Decreasing performance writing large binary file - c++

In one of our softwares we are creating records and storing them in a binary file. Once the writing operation is completed we read back this binary file. The issue is if this binary file is less than 100 MB then its performance is good enough, but once this file grows larger its performance is hit.
So, I thought of splitting this large binary file ( > 100 MB) into smaller ones ( < 100 MB). But it seems this solution is not gaining the performance. So, I was just thinking what can be the better approach to handle this scenario?
It will be really great help from you guys to comment on this.
Thanks

Maybe you could try using an Sqlite database instead.

It is always quite the difficult to provide accurate answers with only a glimpse of the system, but have you actually tried to check the actual throughput ?
As a first solution, I would simply recommend using a dedicated disk (so there are no concurrent read/write actions from other processes), and a fast one at that. This way it would be just some cost of hardware upgrade, and we all know hardware is usually cheaper that software ;) You may even go to a RAID controller for maximizing throughput.
If you are still limited by the disk throughput, there are new technologies out there using the Flash technology: USB keys (though it may not seem very professional) or the "new" Solid State Drives may provide more throughput than a mechanical disk.
Now, if the disks approach are not fast enough or you can't get your hands on good SSDs, you have other solutions, but they involve software changes, and I propose them off the top of my hat.
A socket approach: the second utility is listening on a port and you send it the data there. On a local machine it's relatively fast, and you parallelize the work too, so even if the size of the data grows, you will still begin treating fairly quickly.
A memory mapping approach: write to a dedicated area in live memory and have the utility read from that area (Boost.Interprocess may help, there are other solutions).
Note that if the read is sequential, I find it more "natural" to try a 'pipe' approach (ala Unix) so that the two processes execute concurrently. In a traditional pipe, the data may not hit the disk after all.
A shame, isn't it, that in this age of overwhelming processing power, we are still struggling with our disk IO ?

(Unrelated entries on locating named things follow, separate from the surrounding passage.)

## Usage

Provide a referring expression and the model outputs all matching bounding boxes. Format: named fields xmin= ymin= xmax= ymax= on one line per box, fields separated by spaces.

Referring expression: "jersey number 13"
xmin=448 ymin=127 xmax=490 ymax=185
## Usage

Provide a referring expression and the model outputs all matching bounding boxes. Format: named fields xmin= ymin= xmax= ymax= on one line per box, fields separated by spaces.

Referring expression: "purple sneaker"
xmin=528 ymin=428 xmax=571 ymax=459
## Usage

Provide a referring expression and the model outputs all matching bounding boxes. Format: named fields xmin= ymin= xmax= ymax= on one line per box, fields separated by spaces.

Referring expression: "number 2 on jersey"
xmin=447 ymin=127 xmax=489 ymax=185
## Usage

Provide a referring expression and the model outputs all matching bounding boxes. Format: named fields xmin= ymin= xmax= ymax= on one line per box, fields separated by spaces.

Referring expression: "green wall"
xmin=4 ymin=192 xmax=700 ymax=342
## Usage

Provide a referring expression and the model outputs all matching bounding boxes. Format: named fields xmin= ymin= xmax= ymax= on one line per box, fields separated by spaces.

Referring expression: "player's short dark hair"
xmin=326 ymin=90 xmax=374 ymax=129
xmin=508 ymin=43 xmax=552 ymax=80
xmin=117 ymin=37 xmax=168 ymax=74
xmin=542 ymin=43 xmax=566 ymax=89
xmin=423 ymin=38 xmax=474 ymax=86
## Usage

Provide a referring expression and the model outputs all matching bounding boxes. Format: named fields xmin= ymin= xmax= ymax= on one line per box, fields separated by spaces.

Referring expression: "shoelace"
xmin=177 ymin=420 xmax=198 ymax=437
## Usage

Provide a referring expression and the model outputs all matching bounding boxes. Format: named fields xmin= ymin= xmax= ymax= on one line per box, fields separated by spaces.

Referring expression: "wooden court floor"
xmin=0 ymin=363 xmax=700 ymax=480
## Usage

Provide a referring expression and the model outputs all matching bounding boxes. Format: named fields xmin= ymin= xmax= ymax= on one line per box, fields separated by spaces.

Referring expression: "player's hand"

If your App is reading the data sequential migrating to a DB would not help to increase performance. If random access is used you should consider to move the data into a DB,especially if different indices are used. You should check whether enough resources are available, if loaded completly into memory virtual memory management could have an impact to performance (swapping,paging). Depending on your OS setting a limit for file io buffers could be reached. The file system itself could be fragmented.
To get a higer quality answer you should provide informations about hardware,os,memory and file system. And the way your data file is used. Than you could get hints about kernel tuning etc.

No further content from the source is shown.